Yazan: Zehra İpşiroğlu
Yöneten: Berfin Zenderlioğlu
Müzik/Efekt: Burçak Çöllü
Oynayan: Berna Laçin

KALDIRIM SERÇESİ-EDITH PIAF
Sadece sesiyle değil, hayata, müziğe ve aşka olan tutkusuyla da ölümsüzleşen Edith Piaf; 48 yıllık trajik hayatında dibi de gördü, zirveyi de. Kaldırımda doğmuş, yaşamı boyunca yoksulluk ve hastalıklarla boğuşmuş olsa da; hayatı müthiş bir tutku ve cesaretle kucaklayarak, giderek dünyayı sarsan bir efsaneye dönüştü. 1950’ler Fransa’sından 80’ler Türkiye’sine uzanan bu hayat yolu, Tülay Günal’ın etkileyici yorumuyla yeniden bizimle… Kaldırım Serçesi, eseri kaleme alan Başar Sabuncu’ya ve 1982’deki yorumuyla Edith Piaf ile özdeşleşen Gülriz Sururi’ye de bir saygı duruşu niteliğinde…

Yazan: Başar Sabuncu
Yöneten: Yiğit Sertdemir
Dramaturg: Aylin Alıveren
Müzik Direktörü: Yiğit Özatalay
Koreograf: Büşra Firidin
Sahne Tasarımı: Yiğit Sertdemir
Işık Tasarımı: Cem Yılmazer
Kostüm Tasarımı: Özlem Kaya
Oynayanlar: Tülay Günal, Levend Yılmaz, Aytek Şayan, Burcu Halaçoğlu, Can Deniz Erzaim, Ozan Erdönmez, Yeşim Sarı

Orkestra: Sarper Kaynak (piyano), Mutlu Ödemiş (akordeon, keman ve ukulele), Güneş Bulak (klarnet, alto saksofon), Doğan Doğangün (kontrbas), Mustafa Kemal Emirel (davul ve glockenspiel)

S İ N E M A …

Yeni yılla birlikte birbirinden farklı beş yerli komedi filmi vizyona giriyor.

BABA PARASI
Selçuk Aydemir’in senaryosunu yazdığı ve yönettiği filmin oyuncuları Ahmet Kural, Murat Cemcir, Devrim Yakut, Rasim Öztekin, Yağmur Tanrısevsin, Özgür Emre Yıldırım, Ayhan Taş, Deniz Barut.

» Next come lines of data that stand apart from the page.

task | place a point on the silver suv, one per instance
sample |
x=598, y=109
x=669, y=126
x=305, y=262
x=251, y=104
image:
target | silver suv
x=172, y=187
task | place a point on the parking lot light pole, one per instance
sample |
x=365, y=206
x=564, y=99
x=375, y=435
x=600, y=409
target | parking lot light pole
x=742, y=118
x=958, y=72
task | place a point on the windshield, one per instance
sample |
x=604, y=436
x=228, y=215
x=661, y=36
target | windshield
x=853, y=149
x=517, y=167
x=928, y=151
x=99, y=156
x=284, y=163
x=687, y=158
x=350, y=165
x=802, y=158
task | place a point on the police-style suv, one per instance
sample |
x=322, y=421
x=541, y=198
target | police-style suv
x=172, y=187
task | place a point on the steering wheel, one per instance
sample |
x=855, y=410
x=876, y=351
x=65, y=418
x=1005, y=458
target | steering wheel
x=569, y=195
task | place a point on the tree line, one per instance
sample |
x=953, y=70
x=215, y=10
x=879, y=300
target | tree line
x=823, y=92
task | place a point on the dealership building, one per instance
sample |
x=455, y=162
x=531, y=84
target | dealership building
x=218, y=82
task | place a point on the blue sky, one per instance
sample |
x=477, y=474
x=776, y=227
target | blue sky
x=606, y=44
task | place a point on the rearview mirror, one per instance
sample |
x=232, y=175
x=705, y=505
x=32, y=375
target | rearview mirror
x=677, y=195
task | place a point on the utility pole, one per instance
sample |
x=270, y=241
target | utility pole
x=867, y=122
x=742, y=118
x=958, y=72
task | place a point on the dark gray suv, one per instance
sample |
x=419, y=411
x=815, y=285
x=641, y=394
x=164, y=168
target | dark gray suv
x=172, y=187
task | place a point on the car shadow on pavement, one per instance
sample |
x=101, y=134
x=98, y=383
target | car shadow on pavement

Filmin konusu: Ülkenin en zengin insanının gayri meşru çocukları, babalarının ölümü üzerine büyük bir servete konar. Birbirinden farklı karaktere, kültüre, yaşam tarzına sahip olan kardeşler, kendilerine düşen payı almak için harekete geçtiklerinde beklenmedik bir durumla karşı karşıya kalır. Kardeşler, yasal varis olmalarına rağmen, mirasın tamamına sadece biri sahip olabilecektir; en kötü olanı. Babalarının mirasının bulunduğu kasanın şifresini bulan, tüm mirasın sahibi olacaktır. Şifre ancak ölen milyarder gibi aç gözlü, düzenbaz, acımasız, zeki ve uçarı biri tarafından bulunabilecektir. Kasayı açmak için büyük bir yarışa girişen kardeşler, bu süreçte kendilerini beklenmedik durumların içinde bulur.

BİZ BÖYLEYİZ

Filmin senaryosu Caner Özyurtlu, Melikşah Altuntaş ve Berrak Tüzünataç’ın kaleminden çıkmış. Yönetmen koltuğunda ise yine Caner Özyurtlu oturuyor. Biz Böyleyiz’in oyuncuları; Berrak Tüzünataç, Engin Öztürk, Şebnem Bozoklu, Özge Özpirinççi, Meriç Aral, Boran Kuzum ve Hümeyra.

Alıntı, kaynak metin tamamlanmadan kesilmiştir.